Und Mozarts Tonsprache? Die Fanfare in der Ouvertüre und an den Eckpunkten der Initiation entspricht dem akustischen Erkennungssymbol für den ersten Grad. Die Grundtonart Es-Dur leitet sich aus den drei b-Vorzeichen her: Sowohl die Zahl drei als auch der Buchstabe B sind Bestandteile der freimaurerischen Symbolik. Deshalb steht auch die finstere Paralleltonart C-Moll dort, wo es um Leben und Tod geht.
Mehr ist da nicht. Nur ein Solitär der Kulturgeschichte. Das Höchste an Musik.
Die Premiere an der Wiener Staatsoper
In der Staatsoper dirigiert Bertrand de Billy statt des erkrankten Franz Welser--Möst. Barbora Horáková inszeniert, Georg Zeppenfeld (Sarastro), Slávka Zámečníková (Pamina), Julian Pregardien (Tamino) und Serena Sáenz (Königin) sind aufgeboten.

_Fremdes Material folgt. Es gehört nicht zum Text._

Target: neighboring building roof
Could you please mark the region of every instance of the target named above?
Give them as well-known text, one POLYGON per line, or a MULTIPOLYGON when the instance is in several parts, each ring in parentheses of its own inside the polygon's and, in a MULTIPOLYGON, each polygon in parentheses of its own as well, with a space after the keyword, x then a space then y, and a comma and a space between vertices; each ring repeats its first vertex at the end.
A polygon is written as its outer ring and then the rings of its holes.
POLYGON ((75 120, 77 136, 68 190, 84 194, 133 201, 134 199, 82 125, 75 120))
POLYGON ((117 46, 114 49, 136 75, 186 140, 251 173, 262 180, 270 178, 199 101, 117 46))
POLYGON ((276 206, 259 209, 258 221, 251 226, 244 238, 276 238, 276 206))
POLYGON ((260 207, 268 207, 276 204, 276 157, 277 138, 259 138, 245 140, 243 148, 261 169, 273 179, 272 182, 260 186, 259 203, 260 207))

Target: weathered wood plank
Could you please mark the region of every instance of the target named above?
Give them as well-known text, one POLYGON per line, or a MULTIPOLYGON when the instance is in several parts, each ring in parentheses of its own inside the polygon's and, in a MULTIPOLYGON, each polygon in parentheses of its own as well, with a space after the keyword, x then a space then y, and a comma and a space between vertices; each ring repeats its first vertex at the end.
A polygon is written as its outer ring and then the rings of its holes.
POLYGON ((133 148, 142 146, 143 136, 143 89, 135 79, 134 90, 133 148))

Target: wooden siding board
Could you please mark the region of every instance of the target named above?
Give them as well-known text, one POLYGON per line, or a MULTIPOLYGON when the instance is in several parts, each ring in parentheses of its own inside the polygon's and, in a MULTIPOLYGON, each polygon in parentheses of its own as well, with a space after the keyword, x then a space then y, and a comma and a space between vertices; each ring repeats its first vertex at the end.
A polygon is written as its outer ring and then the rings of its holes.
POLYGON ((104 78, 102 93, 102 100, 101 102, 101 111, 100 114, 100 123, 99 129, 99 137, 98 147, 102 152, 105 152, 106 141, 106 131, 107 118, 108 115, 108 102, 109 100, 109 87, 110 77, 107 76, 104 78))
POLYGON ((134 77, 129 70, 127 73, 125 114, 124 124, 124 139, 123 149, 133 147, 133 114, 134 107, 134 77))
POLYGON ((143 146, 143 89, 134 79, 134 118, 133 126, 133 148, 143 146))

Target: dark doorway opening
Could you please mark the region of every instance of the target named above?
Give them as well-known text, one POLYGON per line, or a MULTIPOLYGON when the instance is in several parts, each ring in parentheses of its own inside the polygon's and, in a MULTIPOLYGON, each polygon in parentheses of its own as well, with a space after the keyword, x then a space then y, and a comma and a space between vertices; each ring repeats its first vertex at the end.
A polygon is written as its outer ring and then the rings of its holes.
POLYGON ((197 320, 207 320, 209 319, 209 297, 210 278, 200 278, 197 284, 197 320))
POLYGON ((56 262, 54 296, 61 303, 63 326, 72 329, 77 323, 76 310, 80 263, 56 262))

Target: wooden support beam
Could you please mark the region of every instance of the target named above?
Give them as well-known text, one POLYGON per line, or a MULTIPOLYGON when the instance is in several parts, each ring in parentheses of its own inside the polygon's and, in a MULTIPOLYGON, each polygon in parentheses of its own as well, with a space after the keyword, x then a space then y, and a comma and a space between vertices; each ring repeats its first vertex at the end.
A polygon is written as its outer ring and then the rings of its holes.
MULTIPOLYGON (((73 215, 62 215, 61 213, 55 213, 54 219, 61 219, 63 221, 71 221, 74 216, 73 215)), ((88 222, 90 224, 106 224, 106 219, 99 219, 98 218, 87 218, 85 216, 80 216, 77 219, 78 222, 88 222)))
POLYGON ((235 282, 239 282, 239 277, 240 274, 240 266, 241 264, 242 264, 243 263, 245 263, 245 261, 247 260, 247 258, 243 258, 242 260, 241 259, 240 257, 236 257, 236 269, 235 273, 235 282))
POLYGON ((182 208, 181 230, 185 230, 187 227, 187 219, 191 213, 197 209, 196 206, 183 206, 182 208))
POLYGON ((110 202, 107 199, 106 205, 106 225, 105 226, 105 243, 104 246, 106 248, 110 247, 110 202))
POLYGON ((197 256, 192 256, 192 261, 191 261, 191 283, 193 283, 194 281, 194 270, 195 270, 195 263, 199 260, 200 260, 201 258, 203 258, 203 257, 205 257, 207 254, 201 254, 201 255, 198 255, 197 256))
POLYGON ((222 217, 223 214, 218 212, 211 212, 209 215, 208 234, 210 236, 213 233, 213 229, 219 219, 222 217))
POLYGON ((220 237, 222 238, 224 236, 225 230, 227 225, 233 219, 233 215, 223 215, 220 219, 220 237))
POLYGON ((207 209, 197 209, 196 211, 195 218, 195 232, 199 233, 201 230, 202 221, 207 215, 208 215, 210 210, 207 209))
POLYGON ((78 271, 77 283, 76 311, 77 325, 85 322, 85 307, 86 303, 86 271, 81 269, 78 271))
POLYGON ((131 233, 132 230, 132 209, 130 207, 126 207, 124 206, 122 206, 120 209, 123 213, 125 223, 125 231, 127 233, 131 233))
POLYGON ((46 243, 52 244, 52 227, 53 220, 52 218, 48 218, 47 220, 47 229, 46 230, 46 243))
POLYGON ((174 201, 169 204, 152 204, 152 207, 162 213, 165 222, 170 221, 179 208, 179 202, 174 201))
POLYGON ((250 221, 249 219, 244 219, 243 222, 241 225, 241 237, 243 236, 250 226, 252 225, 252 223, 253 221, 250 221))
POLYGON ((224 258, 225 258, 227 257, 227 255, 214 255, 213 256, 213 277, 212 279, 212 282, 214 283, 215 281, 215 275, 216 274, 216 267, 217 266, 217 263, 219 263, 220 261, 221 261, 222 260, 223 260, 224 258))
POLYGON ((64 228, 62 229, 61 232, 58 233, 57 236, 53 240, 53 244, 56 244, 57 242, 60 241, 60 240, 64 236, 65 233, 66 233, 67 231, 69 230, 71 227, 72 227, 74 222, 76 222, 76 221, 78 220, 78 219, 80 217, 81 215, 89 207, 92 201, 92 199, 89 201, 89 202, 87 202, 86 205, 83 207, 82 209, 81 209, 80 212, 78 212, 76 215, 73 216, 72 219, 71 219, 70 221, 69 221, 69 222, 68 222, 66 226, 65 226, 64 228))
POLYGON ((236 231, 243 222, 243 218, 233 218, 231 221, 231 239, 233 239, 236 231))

Premiere ist am 27. Jänner.
Das Stück
Der Prinz Tamino verliebt sich in das Bildnis Paminas, das ihm deren -Mutter, die Königin der Nacht, gezeigt hat. Er soll die Prinzessin aus den Händen Sarastros befreien, der sie in sein Sonnenreich entführt hat. In der Begleitung des Vogelfängers Papageno bricht Tamino auf, aber schon an der Schwelle des Sonnenreichs bricht die Handlung: Die Königin ist plötzlich die Böse, Sarastro der aufgeklärte Herrscher. So nehmen Pamina und Tamino den Weg der Einweihung und herrschen am Ende über das Sonnenreich.
Mozarts Abschied
Die Krisen in Mozarts Leben hatten sich während des Jahres 1791 bedrohlich verschärft. Seit dem Misserfolg des „Figaro“ 1786 war er in Wien aus der Mode. Er war verschuldet, einer Theorie zufolge ein süchtiger Billardspieler, der sich mit den geeichtesten Profis anlegte. In Prag missfiel die Oper „La clemenza di Tito“, die er anlässlich der Krönung -Leopolds II. zum König von Böhmen geschrieben hatte. Mozart arbeitete in diesem Jahr bis zum physischen Zusammenbruch: In den letzten Monaten seines Lebens entstanden neben „Clemenza“ auch das Klarinettenkonzert, das Fragment des Requiems, das ihn emotional belastete, und – endlich ein Lichtblick – die „Zauberflöte“, ein Auftragswerk des auf dem Höhepunkt des Erfolgs stehenden Theaterdirektors Schikaneder. Die Urauf-führung am 30. September im Freihaustheater auf der Wieden wurde unter Mozarts Leitung der ersehnte Erfolg.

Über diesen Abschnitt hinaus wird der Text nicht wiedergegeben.